Beyond the fear of being confined and punished, the years of imprisonment that the law pledges must be viewed with consternation. It's as if the Cuban nation were a tribe hidden away in the Caribbean, cut off from information and the exchange of ideas, unaware of evolution and change.

To cope with the upraised arm of this new law, the insults of obscure functionaries of the official press, the threatening phone calls to my home and the frights of everyday life, I have -- and I realize this when I'm alone with my typewriter -- the joy of knowing that I am free. I am certain that informing others objectively and professionally and writing my opinions about the society in which I live cannot be a very serious crime.

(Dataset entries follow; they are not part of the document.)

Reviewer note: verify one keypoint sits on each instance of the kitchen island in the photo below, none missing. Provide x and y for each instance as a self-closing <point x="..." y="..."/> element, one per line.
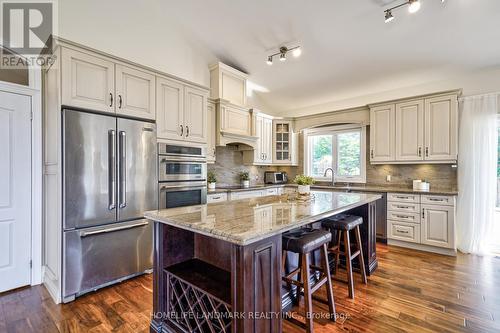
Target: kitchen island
<point x="217" y="267"/>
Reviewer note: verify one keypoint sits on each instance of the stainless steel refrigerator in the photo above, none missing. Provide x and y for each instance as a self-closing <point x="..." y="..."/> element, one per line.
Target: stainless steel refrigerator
<point x="109" y="180"/>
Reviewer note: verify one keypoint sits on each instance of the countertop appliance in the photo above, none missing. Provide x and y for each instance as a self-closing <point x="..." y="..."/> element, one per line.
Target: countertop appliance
<point x="182" y="176"/>
<point x="273" y="177"/>
<point x="109" y="180"/>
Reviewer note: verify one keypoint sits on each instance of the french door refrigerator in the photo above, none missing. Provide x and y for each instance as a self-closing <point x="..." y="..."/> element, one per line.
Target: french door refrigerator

It takes some effort for me to feel guilty [about writing]. It's almost as if I were accused of breathing or as if I were threatened with imprisonment for loving my daughters, my mother, my wife, my brother and friends.

I will not assume that I'm a delinquent just because I accurately describe the drama of more than 300 political prisoners or report that a building collapsed in Old Havana or publish an interview with a Cuban who wants a pluralistic society for his country and complete freedom of expression.

No one, no law will make me believe that I have become a gangster or a delinquent just because I report the arrest of a dissident, or list the prices of staple foods in Cuba, or write that I find it appalling that more than 20,000 Cubans every year go into exile in the United States and hundreds of others try to go anywhere they can.

Nothing makes me feel like a criminal, an enemy agent, a turncoat or any of the other nonsensical descriptions that the government uses to degrade and humili- ate people. I am only a man who writes in the land where he and his great-grandparents were born.